Lockett was strapped down and administered the drug sodium thiopental, the first drug in the cocktail that was supposed to "humanely" kill him. Whether a vein collapsed as authorities claimed or he had an unusual reaction to the drug, he began to moan, move around and exhibit obvious signs of agony. After 20 minutes, the authorities pulled the curtain on the area. After 40 minutes, he had a massive heart attack and died.
The Lockett affair has reawakened the capital punishment debate, about method if not always about morality. Several states have suspended executions.
This is not the first hitch in the capital punishment practice. Doctors and other medical professionals have refused to take part in the process.
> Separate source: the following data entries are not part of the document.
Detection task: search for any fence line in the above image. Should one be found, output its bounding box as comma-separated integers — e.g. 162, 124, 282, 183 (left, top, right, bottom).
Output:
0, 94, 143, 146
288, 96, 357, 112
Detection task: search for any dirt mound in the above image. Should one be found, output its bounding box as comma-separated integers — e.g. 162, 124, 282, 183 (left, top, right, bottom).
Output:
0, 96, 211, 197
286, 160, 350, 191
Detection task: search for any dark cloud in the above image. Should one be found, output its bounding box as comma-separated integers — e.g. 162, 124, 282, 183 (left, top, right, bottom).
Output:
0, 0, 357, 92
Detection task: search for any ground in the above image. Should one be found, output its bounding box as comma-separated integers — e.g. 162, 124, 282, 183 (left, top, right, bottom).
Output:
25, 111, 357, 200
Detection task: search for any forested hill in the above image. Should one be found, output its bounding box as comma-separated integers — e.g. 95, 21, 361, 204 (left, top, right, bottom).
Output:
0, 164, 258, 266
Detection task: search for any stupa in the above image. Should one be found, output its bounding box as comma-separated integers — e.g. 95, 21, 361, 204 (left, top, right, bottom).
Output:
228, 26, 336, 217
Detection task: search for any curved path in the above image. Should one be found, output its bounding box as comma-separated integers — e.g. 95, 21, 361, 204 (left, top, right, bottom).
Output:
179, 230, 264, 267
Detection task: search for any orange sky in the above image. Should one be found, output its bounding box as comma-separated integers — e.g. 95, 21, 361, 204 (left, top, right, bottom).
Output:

The European manufacturer of the most widely used drug in the cocktail now will not sell it for that purpose.
Whether we like it or not, we are talking about the death penalty again. Many remain convinced that the practice is acceptable. Biblical vengeance. Societal retribution, necessary to protect the general population from mad dog killers.
Closer inspection shows the fallacies in some of these beliefs. Many studies have shown the death penalty to be ineffective in preventing crime. Death penalty states do not have lower crime rates than states without it. Interviews with killers have shown few considerations of consequences enter into the mind of the perpetrator. It just doesn't seem to be an effective deterrent. Some jurors, however, do report that it enters their minds and makes conviction a more difficult decision.